Discussion:
[SR-Users] Child process exited by a signal 11
Allen Zhang
2014-03-19 22:50:26 UTC
Permalink
Hi,

Scenario:
Our kamailio server normally has a debug level of 2.
The server gets a segmentation fault and dies when we run a certain demo. The error message is:
"[4097]: ALERT: <core> [main.c:789]: child process 4098 exited by a signal 11"
And we got a lot of these before it dies:
"error reading: Connection reset by peer (104)"
"ERROR: tcp_read_req: error reading"
Because of the low debug level, I have no idea of what child process 4098 was doing before it died.

Here is the wired bit:
The problem goes away if I set debug level to 5.
But always occurs at debug level 2.

Two questions:
1, I noticed that the main thread was 4097 and 4098 died. what is the child process created straight after main? My guess is this 4098 child process manages TCP connections. Is this correct?

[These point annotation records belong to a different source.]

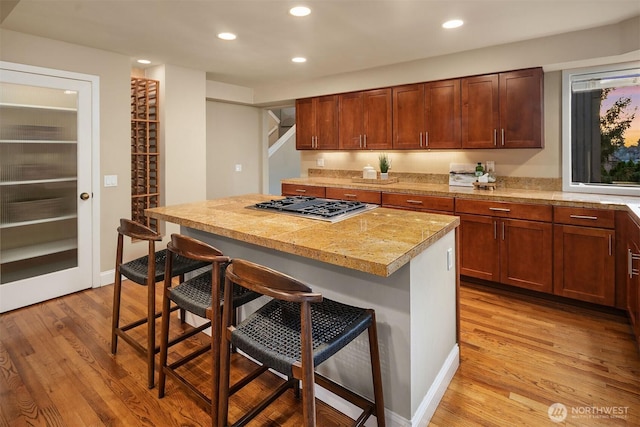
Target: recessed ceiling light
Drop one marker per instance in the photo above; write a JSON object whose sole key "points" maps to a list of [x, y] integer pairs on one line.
{"points": [[300, 11], [454, 23], [227, 36]]}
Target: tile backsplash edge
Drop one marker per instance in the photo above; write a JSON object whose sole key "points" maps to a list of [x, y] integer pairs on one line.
{"points": [[525, 183]]}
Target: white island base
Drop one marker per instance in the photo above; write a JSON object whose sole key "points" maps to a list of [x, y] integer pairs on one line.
{"points": [[416, 315]]}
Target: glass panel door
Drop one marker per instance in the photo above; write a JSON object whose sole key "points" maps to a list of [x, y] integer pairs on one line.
{"points": [[38, 181], [43, 144]]}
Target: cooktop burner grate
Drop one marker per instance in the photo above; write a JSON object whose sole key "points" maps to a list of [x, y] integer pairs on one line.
{"points": [[317, 208]]}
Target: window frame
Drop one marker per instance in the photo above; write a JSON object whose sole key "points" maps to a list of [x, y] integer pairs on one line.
{"points": [[568, 76]]}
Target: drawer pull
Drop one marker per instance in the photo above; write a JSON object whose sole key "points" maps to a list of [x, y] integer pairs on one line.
{"points": [[593, 218]]}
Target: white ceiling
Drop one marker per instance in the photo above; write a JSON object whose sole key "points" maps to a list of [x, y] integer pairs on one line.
{"points": [[339, 36]]}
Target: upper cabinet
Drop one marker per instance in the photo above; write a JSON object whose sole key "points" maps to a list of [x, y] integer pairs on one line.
{"points": [[427, 115], [317, 123], [503, 110], [365, 120]]}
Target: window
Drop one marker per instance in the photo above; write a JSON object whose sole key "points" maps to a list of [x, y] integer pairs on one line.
{"points": [[601, 130]]}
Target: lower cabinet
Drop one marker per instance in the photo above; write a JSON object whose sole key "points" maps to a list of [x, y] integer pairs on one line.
{"points": [[584, 248], [303, 190], [511, 243], [434, 204], [365, 196], [632, 275]]}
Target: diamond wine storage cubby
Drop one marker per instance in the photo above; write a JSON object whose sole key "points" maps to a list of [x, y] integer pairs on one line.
{"points": [[145, 180]]}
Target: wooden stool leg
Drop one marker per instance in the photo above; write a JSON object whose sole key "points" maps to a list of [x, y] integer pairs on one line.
{"points": [[164, 341], [376, 371], [115, 320], [151, 332]]}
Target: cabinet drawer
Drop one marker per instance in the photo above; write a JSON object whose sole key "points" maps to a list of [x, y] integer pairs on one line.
{"points": [[412, 201], [584, 216], [505, 209], [302, 190], [365, 196]]}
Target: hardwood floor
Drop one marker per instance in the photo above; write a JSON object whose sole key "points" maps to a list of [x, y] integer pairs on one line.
{"points": [[519, 355]]}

2, Why does debugging level has an impact on this? Is it because higher debugging level introduces some delay?


Regards,

Allen
Alex Balashov
2014-03-19 22:57:55 UTC
Permalink
Post by Allen Zhang
1, I noticed that the main thread was 4097 and 4098 died. what is the
child process created straight after main? My guess is this 4098 child
process manages TCP connections. Is this correct?
2, Why does debugging level has an impact on this? Is it because higher
debugging level introduces some delay?
That's hard to say. However, changing any aspect of the execution
behaviour changes the state of the program, and can certainly have an
impact on when it crashes, and whether it crashes at all.

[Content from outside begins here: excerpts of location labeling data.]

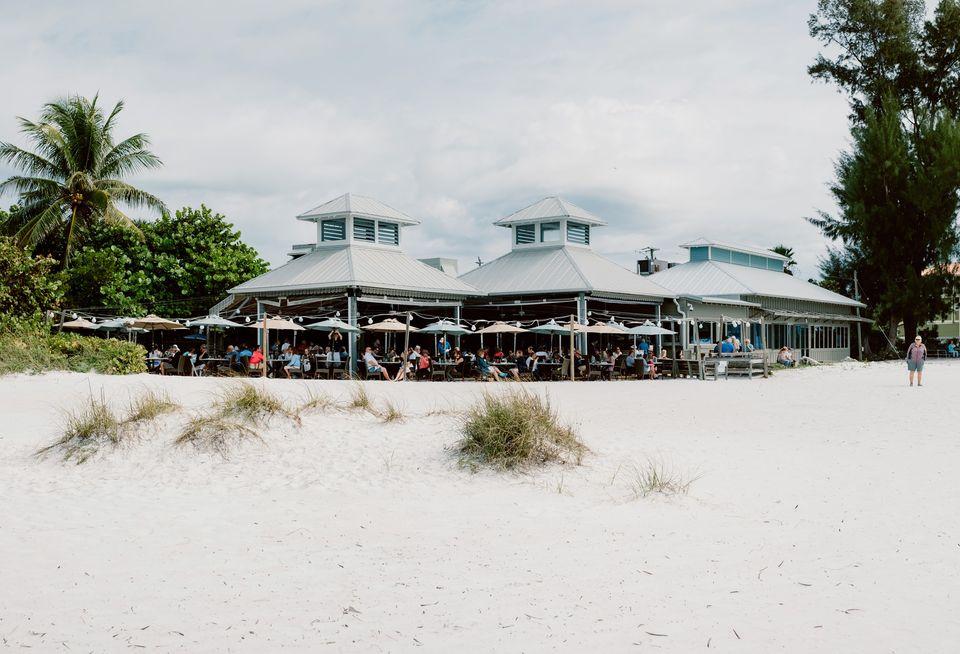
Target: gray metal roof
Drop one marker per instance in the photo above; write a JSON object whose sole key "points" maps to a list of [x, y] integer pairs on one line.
{"points": [[548, 208], [357, 205], [357, 266], [560, 269], [749, 249], [713, 278]]}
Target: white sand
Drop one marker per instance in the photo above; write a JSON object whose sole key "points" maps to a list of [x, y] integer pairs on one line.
{"points": [[825, 520]]}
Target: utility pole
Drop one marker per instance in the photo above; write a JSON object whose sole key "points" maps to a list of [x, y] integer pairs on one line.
{"points": [[856, 296]]}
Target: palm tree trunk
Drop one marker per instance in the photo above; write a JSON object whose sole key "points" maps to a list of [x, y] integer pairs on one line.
{"points": [[66, 249]]}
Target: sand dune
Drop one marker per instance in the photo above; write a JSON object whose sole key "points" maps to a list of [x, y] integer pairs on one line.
{"points": [[825, 519]]}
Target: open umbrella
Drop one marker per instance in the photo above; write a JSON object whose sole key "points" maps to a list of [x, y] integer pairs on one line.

The nature of memory bugs is that memory boundaries are often
overstepped, but this does not necessarily result in a crash. The crash
arises from the consequences of accessing that out-of-bounds memory,
such as when the program ingests garbage from that memory area because
it has been written to by something else. And, all of this behaviour
varies with the order of operations, the particular libc you are using,
its version, and the memory footprint of various other executed components.

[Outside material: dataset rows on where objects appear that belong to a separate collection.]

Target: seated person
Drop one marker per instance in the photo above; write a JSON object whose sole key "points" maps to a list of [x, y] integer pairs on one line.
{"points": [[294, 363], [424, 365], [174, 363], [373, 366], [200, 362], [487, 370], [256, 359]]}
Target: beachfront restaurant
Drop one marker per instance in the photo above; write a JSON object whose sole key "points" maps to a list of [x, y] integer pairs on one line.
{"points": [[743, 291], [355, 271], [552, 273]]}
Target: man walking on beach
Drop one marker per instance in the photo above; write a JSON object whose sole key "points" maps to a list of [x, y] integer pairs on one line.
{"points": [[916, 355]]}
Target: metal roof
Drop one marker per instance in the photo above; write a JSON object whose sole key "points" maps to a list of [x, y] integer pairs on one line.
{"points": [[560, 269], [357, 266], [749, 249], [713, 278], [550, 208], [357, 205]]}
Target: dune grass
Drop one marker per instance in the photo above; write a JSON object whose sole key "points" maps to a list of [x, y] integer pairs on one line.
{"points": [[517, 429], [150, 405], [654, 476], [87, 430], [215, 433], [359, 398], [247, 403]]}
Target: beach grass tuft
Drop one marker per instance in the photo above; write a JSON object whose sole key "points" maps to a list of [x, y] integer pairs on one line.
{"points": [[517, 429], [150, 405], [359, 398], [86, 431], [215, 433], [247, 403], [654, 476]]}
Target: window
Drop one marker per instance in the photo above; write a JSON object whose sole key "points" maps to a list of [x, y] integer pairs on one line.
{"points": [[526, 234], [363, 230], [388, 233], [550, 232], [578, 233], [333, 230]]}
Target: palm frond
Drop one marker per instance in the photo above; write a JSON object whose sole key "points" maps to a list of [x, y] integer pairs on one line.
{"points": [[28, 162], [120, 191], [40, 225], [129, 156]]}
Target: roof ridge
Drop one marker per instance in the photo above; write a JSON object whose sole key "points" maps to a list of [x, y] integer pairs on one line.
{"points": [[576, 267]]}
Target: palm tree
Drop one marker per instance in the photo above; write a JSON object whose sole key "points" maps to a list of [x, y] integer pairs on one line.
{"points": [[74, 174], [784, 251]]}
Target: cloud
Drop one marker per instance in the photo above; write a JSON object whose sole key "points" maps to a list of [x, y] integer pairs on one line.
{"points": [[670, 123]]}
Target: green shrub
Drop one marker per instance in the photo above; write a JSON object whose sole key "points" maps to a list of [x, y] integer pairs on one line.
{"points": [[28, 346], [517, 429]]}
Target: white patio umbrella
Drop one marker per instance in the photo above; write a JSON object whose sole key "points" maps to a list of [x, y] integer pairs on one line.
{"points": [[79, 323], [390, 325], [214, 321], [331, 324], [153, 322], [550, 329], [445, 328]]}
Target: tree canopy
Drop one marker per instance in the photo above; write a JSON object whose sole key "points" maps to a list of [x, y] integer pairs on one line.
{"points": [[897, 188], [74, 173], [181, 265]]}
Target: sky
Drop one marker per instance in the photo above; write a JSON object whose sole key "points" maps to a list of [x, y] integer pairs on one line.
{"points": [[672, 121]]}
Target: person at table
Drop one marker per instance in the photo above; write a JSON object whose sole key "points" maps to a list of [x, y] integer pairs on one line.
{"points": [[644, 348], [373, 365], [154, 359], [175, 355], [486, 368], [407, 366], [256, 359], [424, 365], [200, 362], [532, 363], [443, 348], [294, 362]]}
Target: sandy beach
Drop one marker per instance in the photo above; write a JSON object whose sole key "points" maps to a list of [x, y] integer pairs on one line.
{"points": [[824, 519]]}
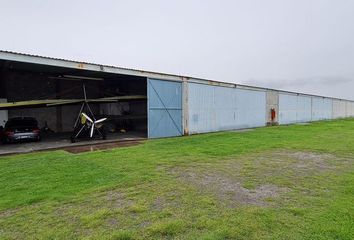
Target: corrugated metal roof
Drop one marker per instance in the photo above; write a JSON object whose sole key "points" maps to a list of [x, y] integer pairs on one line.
{"points": [[59, 62]]}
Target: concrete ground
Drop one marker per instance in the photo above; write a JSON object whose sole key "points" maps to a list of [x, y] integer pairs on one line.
{"points": [[62, 141]]}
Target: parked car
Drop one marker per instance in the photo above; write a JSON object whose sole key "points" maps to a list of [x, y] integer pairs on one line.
{"points": [[21, 129]]}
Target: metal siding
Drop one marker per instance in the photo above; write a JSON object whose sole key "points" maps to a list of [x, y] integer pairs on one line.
{"points": [[327, 108], [317, 109], [251, 108], [339, 109], [287, 108], [215, 108], [303, 113], [350, 109], [202, 116], [164, 108]]}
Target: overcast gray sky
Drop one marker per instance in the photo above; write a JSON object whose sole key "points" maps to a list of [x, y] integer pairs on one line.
{"points": [[297, 45]]}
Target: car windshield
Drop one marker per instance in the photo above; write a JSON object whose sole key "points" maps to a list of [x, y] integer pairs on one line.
{"points": [[26, 122]]}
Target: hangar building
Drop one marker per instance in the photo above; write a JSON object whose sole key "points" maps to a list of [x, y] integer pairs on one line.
{"points": [[149, 104]]}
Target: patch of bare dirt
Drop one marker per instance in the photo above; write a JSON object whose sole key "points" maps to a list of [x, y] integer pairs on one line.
{"points": [[228, 189], [306, 161], [101, 146], [116, 199], [8, 213]]}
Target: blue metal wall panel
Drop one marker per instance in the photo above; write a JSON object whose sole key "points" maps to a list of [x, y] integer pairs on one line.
{"points": [[287, 108], [251, 108], [317, 108], [164, 108], [303, 111], [322, 108], [294, 108], [215, 108], [327, 108]]}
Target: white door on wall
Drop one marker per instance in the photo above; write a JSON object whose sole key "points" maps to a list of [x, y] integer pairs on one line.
{"points": [[3, 113]]}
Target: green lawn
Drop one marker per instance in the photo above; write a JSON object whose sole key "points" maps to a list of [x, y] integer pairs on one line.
{"points": [[288, 182]]}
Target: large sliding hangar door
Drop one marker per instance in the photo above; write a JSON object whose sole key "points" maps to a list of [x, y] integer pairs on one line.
{"points": [[164, 108]]}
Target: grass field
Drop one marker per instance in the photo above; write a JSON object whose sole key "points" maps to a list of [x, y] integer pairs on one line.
{"points": [[288, 182]]}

The way to troubleshoot an issue like this is to analyse the core dump
that is generated by the process that died due to the segmentation fault
(signal 11). You should be able to find that core dump somewhere on your
system. When you do, you can read it with 'gdb':

gdb /path/to/kamailio/binary /path/to/core.4098

Note that by default, many values will be optimised out. To get a fuller
picture, you may need to compile Kamailio without -Ox compiler
optimisations, and with additional debug information, e.g. -g.

-- Alex
--
Alex Balashov - Principal
Evariste Systems LLC
235 E Ponce de Leon Ave
Suite 106
Decatur, GA 30030
United States
Tel: +1-678-954-0670
Web: http://www.evaristesys.com/, http://www.alexbalashov.com/
Allen Zhang
2014-03-19 23:04:37 UTC
Permalink
Hi Alex,

Shouldn't the debug level only have an impact on the amount of information written to the log?
And that should only changes the delay between operations?

Allen



-----Original Message-----
From: sr-users-***@lists.sip-router.org [mailto:sr-users-***@lists.sip-router.org] On Behalf Of Alex Balashov
Sent: Thursday, 20 March 2014 11:58 a.m.
To: sr-***@lists.sip-router.org
Subject: Re: [SR-Users] Child process exited by a signal 11
Post by Allen Zhang
1, I noticed that the main thread was 4097 and 4098 died. what is the
child process created straight after main? My guess is this 4098 child
process manages TCP connections. Is this correct?
2, Why does debugging level has an impact on this? Is it because
higher debugging level introduces some delay?
That's hard to say. However, changing any aspect of the execution behaviour changes the state of the program, and can certainly have an impact on when it crashes, and whether it crashes at all.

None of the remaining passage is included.